How to Use the Calculator

  1. Enter a typical month: gross revenue, platform fee percentage, direct expenses and business miles.
  2. Enter your honest monthly hours — including the unglamorous ones.
  3. Pick the marginal bracket from your day-job income (the Salary After Tax tool shows it).
  4. Read the waterfall table, the real hourly wage, and the monthly tax set-aside in the note.

Frequently Asked Questions

Do I really have to pay taxes on a small side hustle?

Yes — self-employment income is taxable from the first dollar, and SE tax kicks in at just $400 of annual net profit. Platforms report revenue to the IRS on 1099 forms, so unreported income is visible.

What can I deduct?

Ordinary and necessary business expenses: platform fees, supplies, shipping, software, business miles at the IRS rate, a home-office share, phone/internet share. Deductions reduce both income tax and SE tax, so tracking them pays double.
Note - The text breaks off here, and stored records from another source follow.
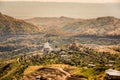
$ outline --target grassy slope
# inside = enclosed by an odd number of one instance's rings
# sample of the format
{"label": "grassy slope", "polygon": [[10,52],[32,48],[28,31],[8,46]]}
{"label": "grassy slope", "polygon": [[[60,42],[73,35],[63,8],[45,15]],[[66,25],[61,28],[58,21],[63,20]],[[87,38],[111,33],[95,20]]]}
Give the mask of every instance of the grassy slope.
{"label": "grassy slope", "polygon": [[88,77],[90,80],[92,78],[99,77],[99,75],[96,75],[96,73],[94,73],[94,70],[92,68],[84,69],[81,67],[75,67],[66,64],[37,65],[37,66],[28,66],[28,68],[25,65],[18,64],[16,60],[9,62],[6,61],[0,64],[1,64],[0,73],[2,73],[0,74],[0,80],[19,80],[23,75],[24,76],[29,75],[42,67],[63,68],[71,75],[83,75]]}
{"label": "grassy slope", "polygon": [[[38,69],[42,68],[44,66],[29,66],[27,69],[24,71],[24,75],[27,76],[31,73],[36,72]],[[45,67],[57,67],[57,68],[62,68],[65,71],[69,72],[71,75],[81,75],[84,77],[88,77],[89,80],[92,79],[100,79],[103,80],[104,78],[104,72],[97,72],[93,68],[80,68],[80,67],[75,67],[75,66],[70,66],[70,65],[65,65],[65,64],[53,64],[53,65],[46,65]]]}
{"label": "grassy slope", "polygon": [[19,80],[26,65],[20,65],[16,60],[0,63],[0,80]]}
How do quarterly estimated taxes work?

Four payments a year (April, June, September, January) via IRS Direct Pay covering your expected liability. The safe harbor: pay 100% of last year's total tax (110% if high-income) and you can't be penalized. This tool's monthly set-aside figure funds them.

Should I form an LLC?

An LLC changes liability, not taxes — a single-member LLC is taxed identically to a sole proprietor. Consider one when contracts, liability exposure or clients demand it; consider S-corp election only when profits comfortably exceed ~$60–80k/yr.
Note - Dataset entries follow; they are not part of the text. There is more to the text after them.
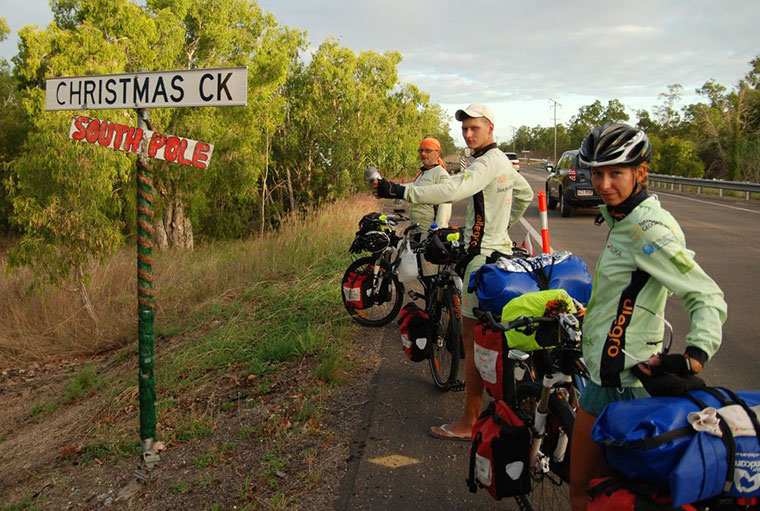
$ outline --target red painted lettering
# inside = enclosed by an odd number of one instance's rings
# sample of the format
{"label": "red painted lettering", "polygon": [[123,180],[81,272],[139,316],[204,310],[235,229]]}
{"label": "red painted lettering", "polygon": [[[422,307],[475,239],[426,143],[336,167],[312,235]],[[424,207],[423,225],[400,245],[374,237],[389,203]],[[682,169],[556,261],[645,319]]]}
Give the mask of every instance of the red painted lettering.
{"label": "red painted lettering", "polygon": [[85,136],[87,137],[87,141],[91,144],[94,144],[98,140],[98,131],[100,130],[100,121],[98,119],[93,119],[90,124],[87,126],[87,132]]}
{"label": "red painted lettering", "polygon": [[193,151],[193,167],[198,167],[199,169],[206,168],[208,165],[205,163],[208,160],[207,151],[210,148],[211,146],[205,142],[198,142],[195,144],[195,151]]}
{"label": "red painted lettering", "polygon": [[85,131],[87,130],[87,124],[90,122],[89,117],[84,115],[77,115],[74,118],[74,127],[77,129],[71,134],[71,138],[74,140],[82,140],[85,137]]}
{"label": "red painted lettering", "polygon": [[174,161],[177,159],[177,151],[179,150],[179,138],[169,137],[166,141],[166,148],[164,149],[164,160]]}
{"label": "red painted lettering", "polygon": [[113,148],[118,149],[121,147],[121,141],[124,138],[124,134],[129,130],[129,127],[124,126],[123,124],[116,124],[116,127],[114,129],[116,131],[116,134],[113,140]]}
{"label": "red painted lettering", "polygon": [[187,139],[183,138],[179,144],[179,152],[177,153],[177,163],[182,165],[192,165],[192,161],[185,158],[185,151],[187,151]]}
{"label": "red painted lettering", "polygon": [[609,348],[607,348],[607,355],[608,355],[608,356],[610,356],[610,357],[612,357],[612,358],[615,358],[615,357],[617,357],[619,354],[620,354],[620,348],[618,348],[617,346],[615,346],[615,345],[612,345],[612,346],[610,346]]}
{"label": "red painted lettering", "polygon": [[143,130],[141,128],[130,127],[124,137],[124,150],[127,152],[137,153],[142,143]]}
{"label": "red painted lettering", "polygon": [[113,139],[113,123],[103,121],[100,123],[100,130],[98,130],[98,144],[103,147],[111,145]]}
{"label": "red painted lettering", "polygon": [[160,133],[155,133],[153,138],[150,139],[150,145],[148,146],[148,156],[151,158],[156,157],[156,153],[159,149],[166,145],[166,137]]}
Why is my real hourly wage so much lower than my revenue suggests?

The stack: platform fees off the top, expenses, then ~30–40% of what's left to taxes, divided by more hours than you remember working. Seeing the waterfall is the point — it shows exactly which line to attack.

Is my data private?

Yes — every figure computes locally in your browser and is never uploaded.
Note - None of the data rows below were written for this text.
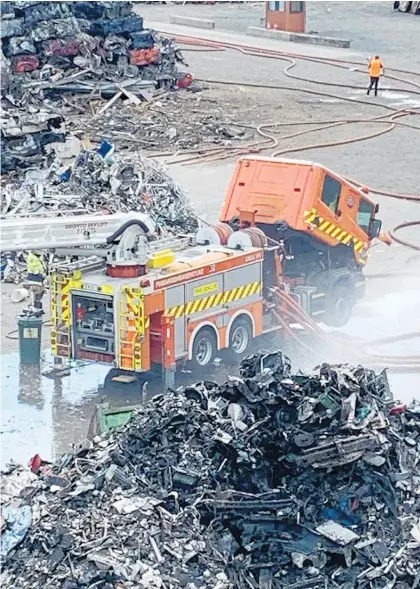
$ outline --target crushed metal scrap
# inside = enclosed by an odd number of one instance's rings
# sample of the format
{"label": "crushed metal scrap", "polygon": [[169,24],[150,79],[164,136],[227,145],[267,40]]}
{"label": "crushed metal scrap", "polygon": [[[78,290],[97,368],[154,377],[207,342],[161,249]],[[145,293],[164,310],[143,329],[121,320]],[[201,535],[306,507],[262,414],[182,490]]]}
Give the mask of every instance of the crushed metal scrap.
{"label": "crushed metal scrap", "polygon": [[[193,92],[171,39],[130,2],[3,2],[2,174],[45,167],[69,134],[118,149],[229,146],[244,130]],[[70,30],[71,29],[71,30]],[[138,130],[141,132],[137,132]]]}
{"label": "crushed metal scrap", "polygon": [[[130,2],[2,2],[1,10],[2,173],[39,163],[46,146],[66,141],[64,119],[91,114],[95,100],[138,105],[188,85],[179,50],[145,30]],[[84,96],[83,107],[65,111],[69,95]]]}
{"label": "crushed metal scrap", "polygon": [[[239,114],[234,107],[227,112],[215,102],[206,93],[172,92],[157,97],[142,110],[127,103],[121,107],[121,102],[117,102],[100,116],[79,114],[66,121],[74,135],[97,141],[107,137],[119,150],[140,148],[152,155],[169,155],[176,150],[204,151],[208,146],[230,147],[255,136],[255,129],[236,124]],[[129,132],[132,129],[141,129],[141,133]]]}
{"label": "crushed metal scrap", "polygon": [[[69,151],[70,146],[65,146]],[[98,149],[82,150],[71,168],[54,160],[45,170],[30,170],[25,180],[4,183],[1,194],[2,216],[130,211],[147,213],[161,237],[190,233],[198,227],[186,194],[161,164],[140,154],[114,156],[108,142]],[[59,259],[53,253],[46,256],[47,267]],[[19,283],[25,271],[24,253],[7,256],[6,281]]]}
{"label": "crushed metal scrap", "polygon": [[260,352],[240,374],[158,396],[17,485],[5,586],[418,587],[420,407],[360,366],[292,375]]}
{"label": "crushed metal scrap", "polygon": [[110,104],[112,100],[105,105],[99,102],[98,114],[93,116],[90,109],[86,112],[84,99],[77,97],[59,109],[52,101],[25,110],[2,108],[2,173],[10,176],[16,170],[46,167],[54,156],[68,153],[66,142],[85,138],[100,142],[106,137],[118,151],[135,149],[154,155],[224,148],[254,137],[253,130],[236,125],[234,115],[203,95],[164,93],[144,107],[121,99]]}
{"label": "crushed metal scrap", "polygon": [[130,79],[139,94],[173,87],[183,61],[171,40],[144,29],[131,2],[2,2],[1,38],[2,89],[20,106],[37,95],[109,96],[110,81]]}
Does the calculator handle mileage-heavy gigs like delivery?

Yes — enter your business miles and it applies the IRS standard rate as a deduction. For delivery drivers, mileage is usually the largest deduction by far; track it with an app from day one.

A side hustle you've never run through this waterfall isn't a business — it's a guess with inventory. Two minutes here tells you whether to raise prices, cut the platform's share, harvest more deductions, or gracefully call it a hobby and enjoy it as one.